Robust File Upload

The current multi-part file upload to Synapse involves the following four steps:

  1. Start the file upload using POST /createChunkedFileUploadToken.
  2. The client divides the file into parts (typically 5MB each) and uploads each part using an HTTPS POST to a pre-signed obtained from: POST /createChunkedFileUploadChunkURL.
  3. After all of the parts are upload a job is started to "complete" the file upload using: POST /startCompleteUploadDaemon.
  4. The client monitors the job started in step 3 until it completes (or fails) using: GET /completeUploadDaemonStatus/daemonId.

 

The current clients (R, Python, Web, Java) all implements some level of robustness using the above four steps.  For example, if a client fails to POST a part to its  pre-signed URL the client will attempt to re-try that part.  Also, if the job fails at step 4 the clients may restart the file upload starting back at step 1.

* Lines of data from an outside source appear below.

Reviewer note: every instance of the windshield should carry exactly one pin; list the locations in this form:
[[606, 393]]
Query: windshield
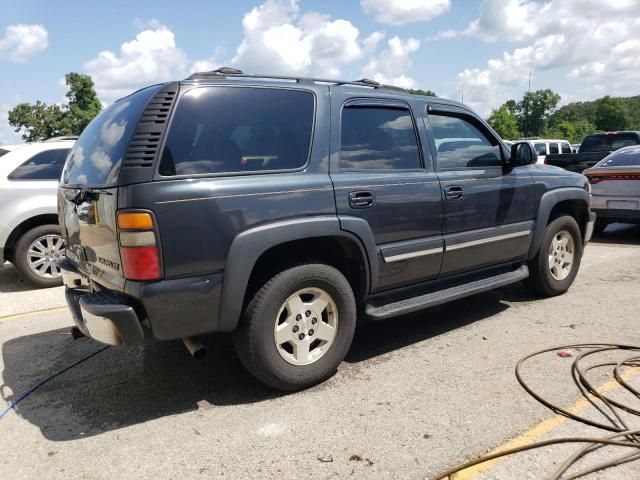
[[608, 142], [95, 158]]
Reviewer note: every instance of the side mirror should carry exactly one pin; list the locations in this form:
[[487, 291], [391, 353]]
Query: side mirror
[[522, 153]]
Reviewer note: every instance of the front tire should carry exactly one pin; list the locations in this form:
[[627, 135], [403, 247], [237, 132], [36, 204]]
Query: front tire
[[556, 264], [298, 327], [35, 256]]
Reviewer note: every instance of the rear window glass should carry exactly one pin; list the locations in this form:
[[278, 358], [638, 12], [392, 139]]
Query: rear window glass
[[238, 129], [608, 142], [96, 156], [629, 157], [45, 165], [378, 138]]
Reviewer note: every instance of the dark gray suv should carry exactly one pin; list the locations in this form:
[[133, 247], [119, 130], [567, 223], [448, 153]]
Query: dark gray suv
[[278, 208]]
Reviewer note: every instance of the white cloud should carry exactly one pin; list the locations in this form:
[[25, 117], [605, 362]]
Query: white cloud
[[398, 12], [23, 41], [588, 42], [278, 39], [150, 58], [391, 64]]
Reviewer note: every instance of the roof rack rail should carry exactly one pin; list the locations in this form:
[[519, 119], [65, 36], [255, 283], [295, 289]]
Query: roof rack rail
[[227, 72], [61, 137]]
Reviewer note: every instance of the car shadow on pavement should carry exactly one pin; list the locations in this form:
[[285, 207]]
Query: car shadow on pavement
[[619, 234], [10, 282], [127, 386]]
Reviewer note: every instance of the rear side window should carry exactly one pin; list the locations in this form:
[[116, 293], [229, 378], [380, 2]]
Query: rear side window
[[461, 144], [217, 130], [378, 138], [45, 165], [629, 157], [608, 142], [96, 156]]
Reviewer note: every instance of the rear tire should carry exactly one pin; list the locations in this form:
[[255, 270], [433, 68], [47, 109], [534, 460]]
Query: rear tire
[[298, 327], [26, 263], [550, 272]]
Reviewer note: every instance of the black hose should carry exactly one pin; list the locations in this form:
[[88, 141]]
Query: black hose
[[13, 404], [611, 411]]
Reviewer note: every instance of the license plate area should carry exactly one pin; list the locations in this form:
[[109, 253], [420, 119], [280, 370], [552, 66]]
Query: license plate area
[[622, 205]]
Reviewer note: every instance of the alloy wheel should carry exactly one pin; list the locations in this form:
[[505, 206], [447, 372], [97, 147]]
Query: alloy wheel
[[306, 326]]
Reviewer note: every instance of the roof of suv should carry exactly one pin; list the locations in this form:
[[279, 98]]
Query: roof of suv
[[228, 75]]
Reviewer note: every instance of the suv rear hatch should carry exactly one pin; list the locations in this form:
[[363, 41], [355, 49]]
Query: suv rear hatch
[[88, 193]]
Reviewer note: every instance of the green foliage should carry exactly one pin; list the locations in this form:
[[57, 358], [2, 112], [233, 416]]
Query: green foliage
[[611, 114], [536, 116], [40, 121], [534, 109], [428, 93], [504, 121]]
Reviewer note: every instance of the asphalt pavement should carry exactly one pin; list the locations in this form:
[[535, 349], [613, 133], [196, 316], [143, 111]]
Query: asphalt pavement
[[416, 395]]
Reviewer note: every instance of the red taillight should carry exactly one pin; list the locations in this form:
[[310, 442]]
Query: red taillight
[[140, 263], [139, 246]]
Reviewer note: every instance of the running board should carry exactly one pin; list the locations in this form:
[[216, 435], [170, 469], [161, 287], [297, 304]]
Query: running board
[[431, 299]]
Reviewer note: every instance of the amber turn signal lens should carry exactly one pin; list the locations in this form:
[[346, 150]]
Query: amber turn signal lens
[[135, 220]]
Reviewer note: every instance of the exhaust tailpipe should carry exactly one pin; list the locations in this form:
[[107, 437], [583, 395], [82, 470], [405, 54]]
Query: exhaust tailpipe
[[195, 348]]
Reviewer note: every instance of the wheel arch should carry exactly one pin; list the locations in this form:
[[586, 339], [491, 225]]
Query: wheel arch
[[259, 252], [569, 201]]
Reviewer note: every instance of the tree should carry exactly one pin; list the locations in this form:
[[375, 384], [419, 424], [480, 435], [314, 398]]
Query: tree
[[83, 103], [40, 121], [534, 109], [427, 93], [504, 122], [611, 114]]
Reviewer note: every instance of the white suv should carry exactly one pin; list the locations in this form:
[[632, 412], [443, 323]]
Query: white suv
[[29, 232], [546, 147]]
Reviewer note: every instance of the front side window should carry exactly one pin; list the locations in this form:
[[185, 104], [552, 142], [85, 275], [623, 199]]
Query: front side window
[[461, 144], [217, 130], [45, 165], [378, 138]]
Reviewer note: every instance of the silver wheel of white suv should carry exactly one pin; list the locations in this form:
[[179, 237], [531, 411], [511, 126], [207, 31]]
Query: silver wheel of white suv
[[43, 255], [306, 326]]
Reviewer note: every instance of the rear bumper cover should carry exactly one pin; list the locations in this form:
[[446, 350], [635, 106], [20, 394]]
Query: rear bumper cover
[[164, 310], [105, 317]]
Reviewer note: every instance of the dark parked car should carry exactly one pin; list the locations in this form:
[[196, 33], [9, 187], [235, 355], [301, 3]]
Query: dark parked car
[[615, 187], [277, 208], [593, 149]]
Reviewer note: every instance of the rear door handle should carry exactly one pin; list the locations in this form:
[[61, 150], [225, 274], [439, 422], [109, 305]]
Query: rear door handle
[[362, 199], [453, 192]]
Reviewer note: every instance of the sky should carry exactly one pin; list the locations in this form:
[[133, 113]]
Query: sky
[[483, 52]]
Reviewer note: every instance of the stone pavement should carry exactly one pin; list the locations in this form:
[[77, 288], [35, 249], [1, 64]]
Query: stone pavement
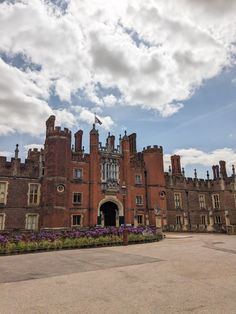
[[184, 273]]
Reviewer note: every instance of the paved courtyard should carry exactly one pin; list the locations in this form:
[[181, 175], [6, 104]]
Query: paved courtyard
[[184, 273]]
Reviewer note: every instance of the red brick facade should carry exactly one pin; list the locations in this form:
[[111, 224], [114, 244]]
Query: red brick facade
[[62, 187]]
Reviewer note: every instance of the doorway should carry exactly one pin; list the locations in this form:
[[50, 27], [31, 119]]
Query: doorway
[[109, 210]]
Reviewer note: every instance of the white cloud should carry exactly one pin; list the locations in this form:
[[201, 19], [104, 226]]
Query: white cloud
[[6, 154], [155, 58], [21, 105], [32, 146], [84, 115], [109, 100], [193, 156]]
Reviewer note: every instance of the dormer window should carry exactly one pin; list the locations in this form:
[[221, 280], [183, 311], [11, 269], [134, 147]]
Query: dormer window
[[77, 174], [110, 170], [138, 179]]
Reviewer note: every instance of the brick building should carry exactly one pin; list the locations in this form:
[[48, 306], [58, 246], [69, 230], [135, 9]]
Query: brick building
[[61, 186]]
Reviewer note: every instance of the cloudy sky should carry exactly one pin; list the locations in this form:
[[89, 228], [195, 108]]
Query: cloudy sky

The most common problem that causes file upload to fails is the client receives a 201 from a POST of a part, but the part cannot be found in S3.  When this occurs the "complete" upload job will fail after waiting 5 minutes for the part to appear.  When this happens there is no way for the client to determine which part failed so the only option is to start the file upload from the beginning.  Starting over from the beginning is simply unacceptable for large file uploads.

There are three other problems with the current chunked upload API:

  1. We do not do require clients to calculate the MD5 of each part which makes it impossible to check the integrity of the final file on the server side (See PLFM-3660).
  2. There is a limit of 10K parts imposed by Amazon on multi-part upload.  Since all clients use a part size of 5MB the largest file we can upload is 50GB (see PLFM-3657).
  3. When users upload extremely large files (say > 10G), these file uploads can block all other users from uploading files (see PLFM-3637).

 

We believe, all of these problems can be solved by changing our multi-part file upload API.

New Multi-part Upload

With the new file upload, the server will persist the state of a file's upload as each part is successfully added to the upload.  This will allow clients to resume a file upload even after critical failures such as client crashes, power outages, and network outages.  In order to start a multi-part file upload, the client will be expected to provide key pieces of information that will uniquely identify a file to be uploaded: <user_id>-<md5>-<part_size>.  Each unique combination of  <user_id>-<md5>-<part_size> will then be issued an ID from the server.  All upload state will be persisted and will migrate from stack to stack.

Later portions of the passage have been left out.